The staff size is unusual for a collegiate FCA chapter, which typically consists of just one or two people. Franks says the staff size at TCU contributes to the depth and breadth of the ministry.
“We have a ministry of presence,” Franks said. “It allows us to go life on life, where we’re not coaching plays, but we’re coaching the heart.”

The annual Night of Champions banquet – which this year saw more than 700 attendees gather in the Sam Baugh Indoor Practice Facility on April 23 – is simply the culmination of work happening throughout the year.
In practice, that work takes shape as one-on-one mentorship, discipleship, pregame chapels and a steady presence through the harder seasons of student-athlete life: injuries, lack of playing time and the questions of identity that arise when sport begins to demand more than it gives back.
Franks has also seen his role expand beyond TCU’s campus in recent years, as he now works with other FCA chapters to better equip their leaders for ministry.

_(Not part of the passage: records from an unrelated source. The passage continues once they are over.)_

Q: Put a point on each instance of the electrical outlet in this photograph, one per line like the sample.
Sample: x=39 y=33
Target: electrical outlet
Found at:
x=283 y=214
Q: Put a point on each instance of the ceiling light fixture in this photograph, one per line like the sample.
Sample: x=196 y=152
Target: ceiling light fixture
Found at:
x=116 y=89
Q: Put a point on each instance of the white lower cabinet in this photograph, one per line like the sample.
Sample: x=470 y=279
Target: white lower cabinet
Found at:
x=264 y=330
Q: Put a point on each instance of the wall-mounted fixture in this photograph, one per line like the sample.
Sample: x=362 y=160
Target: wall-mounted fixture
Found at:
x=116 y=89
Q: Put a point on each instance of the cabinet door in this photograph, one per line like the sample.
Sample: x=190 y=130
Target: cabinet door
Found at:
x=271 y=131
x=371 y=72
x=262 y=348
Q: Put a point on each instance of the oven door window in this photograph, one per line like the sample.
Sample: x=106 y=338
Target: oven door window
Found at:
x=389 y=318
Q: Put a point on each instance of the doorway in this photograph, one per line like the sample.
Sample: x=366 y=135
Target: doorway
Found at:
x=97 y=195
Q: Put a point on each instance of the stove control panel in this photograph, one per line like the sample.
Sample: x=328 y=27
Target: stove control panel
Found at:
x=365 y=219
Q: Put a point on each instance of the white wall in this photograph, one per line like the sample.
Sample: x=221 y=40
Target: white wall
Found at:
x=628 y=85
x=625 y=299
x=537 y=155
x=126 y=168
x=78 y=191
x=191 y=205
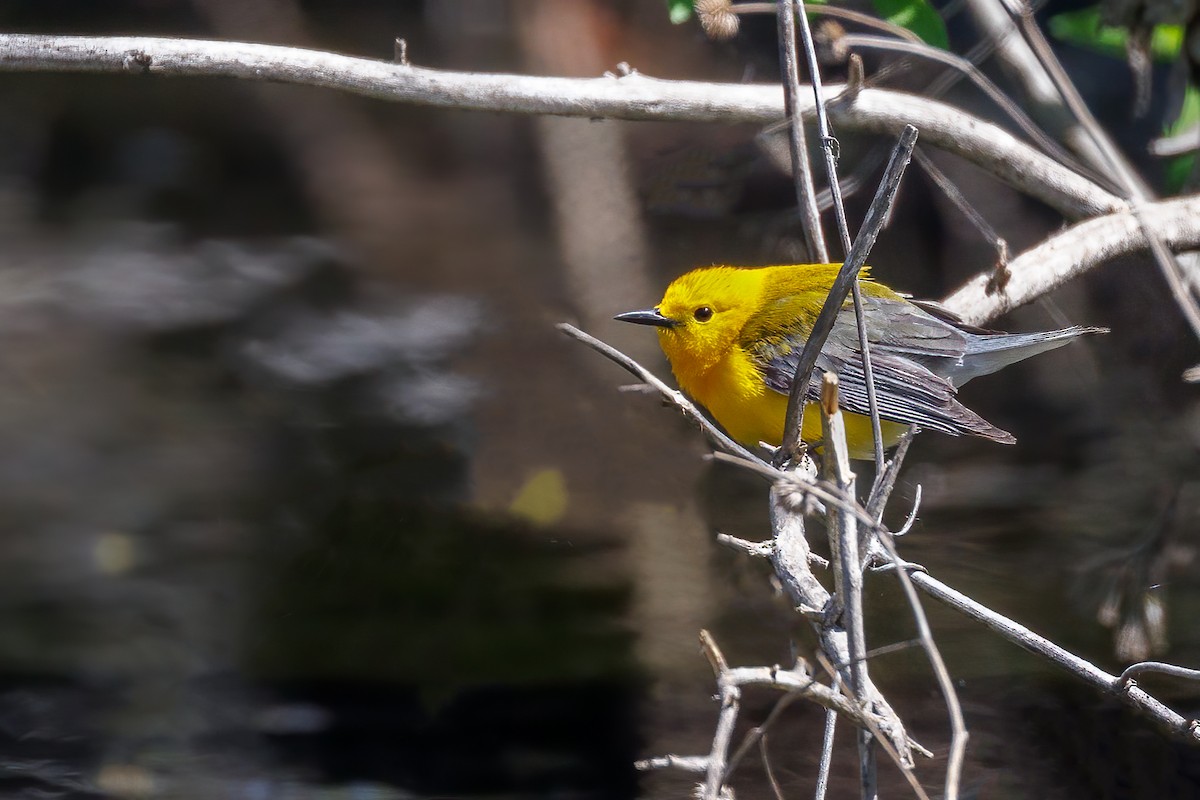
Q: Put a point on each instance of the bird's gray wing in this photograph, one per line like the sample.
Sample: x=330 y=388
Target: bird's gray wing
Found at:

“We have become known, in a lot of ways, as having one of the best collegiate FCA ministries in the nation,” Franks said. “We’ve trained everybody from schools in the SEC, ACC and Big 12, and everything in between.”
A Story Comes Full Circle
Mitchell Traver, who played baseball at TCU and was involved with TCU FCA as a student-athlete,
returned to serve on the FCA staff and traces the full circle of what TCU FCA does
over time.
“I’m a product of TCU FCA,” Traver said. “I don’t actually know what my life would look like without TCU FCA.”
What keeps him in the work, he said, is the chance to walk alongside young people as they wrestle with questions of identity in a culture quick to define them by their performance.
“Kids don’t really know what it actually means not to be defined by your performance in a world that’s going to define you that way,” Traver said. “Seeing those lights come on repeatedly, that’s the gift.”
Fellowship Through Formation
Kade Durnin, a sophomore pitcher for TCU baseball, serves on TCU FCA’s leadership
team and considers it one of the most important things he does on campus.
“Being a part of leadership for TCU FCA calls you to a higher standard,” Durnin said. “The motto there is fellowship through formation.”
Looking out at the Night of Champions attendees, Durnin reflected on what he was seeing.
“It really shows how big of an impact TCU FCA has had. The generational impact,” Durnin said.
Durnin was one of five student-athletes who participated in a panel discussion at the dinner, sharing their experiences of TCU FCA with the room. Others included Duncan Chan (men’s tennis), Ansel Din-Mbuh (football), Josey Whitaker (women’s track and field) and Quinn Calhoun (women’s track and field). They each shared their testimonies from the stage, reflecting on the impact of TCU FCA in their lives and representing men’s and women’s athletics across team and individual sports.
Building for the Next 60 Years
A foundational gift from Tom Lehman, a former PGA Tour professional golfer, seeded
the director’s position years ago. Today, all five staff positions are fully funded
by donors outside the university. The staff includes Franks and Traver, along with
Coleman Maxwell, an 11-year veteran who works closely with football and recently launched
a leadership development program with the men’s basketball team; Carrie Casey Burnett,
a former Sam Houston State student-athlete who has served for five years; and Maya
Wilson, a Rice basketball alumna who joined the staff over a year ago.
The landscape of college athletics is shifting rapidly, however, and Franks is carefully considering what TCU FCA will need to look like on the other side of that change. His vision is to endow the director’s position, ensuring the ministry’s continuity is not tied to any single leader.
“I want to make sure that TCU FCA is here 60 years from now,” Franks said.
Franks recently earned his Executive MBA from TCU’s Neeley School of Business, a credential that has equipped him to lead a ministry with a growing annual budget, a fully functioning board and ambitious goals for the future.
“This Neeley degree has helped elevate my understanding of business and given me the language to go into different spaces and circles, to cast vision and invite people to be a part of that,” he said.